Ernst sah die junge Frau an. Ihr angenehmes Gesicht war leicht gerötet, die tiefen Augen blickten ihm erwartungsvoll entgegen. Er nahm seine Brieftasche hervor und gab ihr ein in deren Seitenfach verwahrtes Bild. Johanna blieb minutenlang in Betrachtung des entzückenden Köpfchens versenkt. „Welche Lebenspracht!“ rief sie dann. „Ich wünsche Ihnen Glück, Herr Ruhdorf.“

„Zu früh,“ sagte er gedämpft. Seine dunkeln Augen hafteten mit langem Blick auf ihrem noch immer zu dem Bildchen vorgeneigten Gesicht. Als sie ihm die Photographie zurückgegeben hatte, stand er schnell auf und verabschiedete sich.

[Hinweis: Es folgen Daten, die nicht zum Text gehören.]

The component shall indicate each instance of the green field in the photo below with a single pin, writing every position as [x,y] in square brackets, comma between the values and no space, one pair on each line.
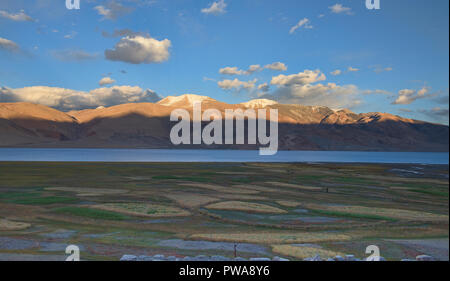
[111,209]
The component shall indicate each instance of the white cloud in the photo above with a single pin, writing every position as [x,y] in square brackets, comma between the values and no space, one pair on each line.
[112,10]
[139,49]
[301,78]
[336,72]
[340,9]
[21,16]
[276,66]
[303,23]
[234,70]
[106,81]
[437,114]
[216,8]
[68,99]
[236,84]
[8,45]
[254,68]
[408,96]
[331,95]
[231,71]
[377,91]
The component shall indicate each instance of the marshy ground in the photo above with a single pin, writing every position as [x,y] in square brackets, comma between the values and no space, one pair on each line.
[186,209]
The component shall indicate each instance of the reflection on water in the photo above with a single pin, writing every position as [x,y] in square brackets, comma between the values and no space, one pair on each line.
[205,155]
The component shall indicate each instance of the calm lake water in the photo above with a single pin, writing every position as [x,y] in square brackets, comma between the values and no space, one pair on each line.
[201,155]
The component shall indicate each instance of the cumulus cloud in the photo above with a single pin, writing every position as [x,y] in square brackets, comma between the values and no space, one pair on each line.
[254,68]
[408,96]
[216,8]
[234,70]
[236,84]
[301,78]
[336,72]
[112,10]
[331,95]
[279,66]
[106,81]
[139,49]
[231,71]
[377,91]
[73,55]
[20,16]
[8,45]
[68,99]
[340,9]
[303,23]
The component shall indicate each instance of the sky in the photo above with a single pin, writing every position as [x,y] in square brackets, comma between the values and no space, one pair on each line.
[327,53]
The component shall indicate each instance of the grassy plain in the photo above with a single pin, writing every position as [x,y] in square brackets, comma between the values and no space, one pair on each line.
[289,210]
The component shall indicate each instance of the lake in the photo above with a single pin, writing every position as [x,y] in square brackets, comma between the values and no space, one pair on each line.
[204,155]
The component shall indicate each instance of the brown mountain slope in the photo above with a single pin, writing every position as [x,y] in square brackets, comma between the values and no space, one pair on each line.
[148,125]
[26,123]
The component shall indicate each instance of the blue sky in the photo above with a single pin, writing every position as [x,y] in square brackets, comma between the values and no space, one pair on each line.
[394,60]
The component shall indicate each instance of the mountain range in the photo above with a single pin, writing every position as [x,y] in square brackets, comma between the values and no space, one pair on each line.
[148,125]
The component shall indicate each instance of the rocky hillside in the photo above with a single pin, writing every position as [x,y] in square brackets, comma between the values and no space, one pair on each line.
[147,125]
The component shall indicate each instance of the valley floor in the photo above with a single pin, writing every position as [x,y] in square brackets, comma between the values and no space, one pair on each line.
[292,211]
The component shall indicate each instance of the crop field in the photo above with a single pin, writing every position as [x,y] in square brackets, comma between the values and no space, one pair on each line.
[266,209]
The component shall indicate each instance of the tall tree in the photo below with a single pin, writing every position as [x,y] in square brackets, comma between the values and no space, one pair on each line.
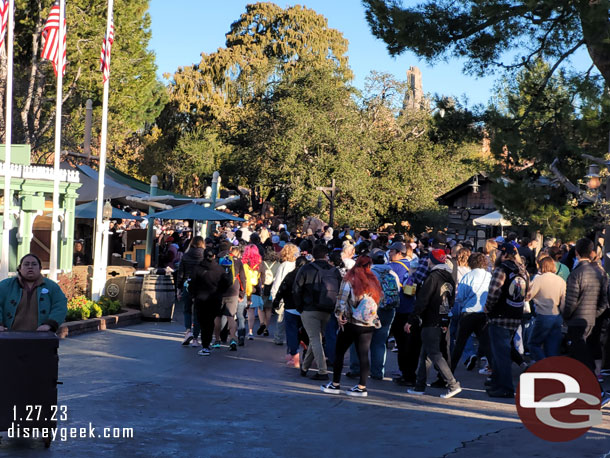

Johanna nahm ihren Sitz wieder ein. Lässig ruhten ihre Hände auf dem Schoße. Woran sie dachte, worüber sie träumte, hätte sie später nicht zu sagen gewußt. Als die Stimme der Tante sie aus diesem seelischen Halbschlummer weckte, war der letzte Tagesschein bereits verglommen. Wie von ferne her drang die verdrießliche Klage der alten Dame an ihr Ohr; diese beschwerte sich, daß Herr Ruhdorf fortgegangen sei, ohne sich bei ihr zu verabschieden, viel zu früh, da sie darauf gerechnet habe, noch eine Partie Schach mit ihm zu spielen. Johanna strich ihre Haare zurück und erklärte sich zum Partner der Tante bereit. Doch zögerte sie noch minutenlang, ehe sie sich erhob. Ihre Augen hingen wie gebannt an der graublauen Fläche des Meeres, auf dessen leicht bewegten Wogenkämmen schon das silberne Licht des Mondes glänzte. Zahllose Leuchtkäfer durchschwirrten die Büsche des Gartens, tauchten auf wie geisterhafte Funken, schwanden wieder, um andere Stellen zu durchblitzen. Funkelnde geheimnisvolle Schönheit überall, ein Flüstern, Klagen, ein kaum vernehmliches Schwirren – die Stimmen der Nacht zwischen dem Laub, auf den Wogen.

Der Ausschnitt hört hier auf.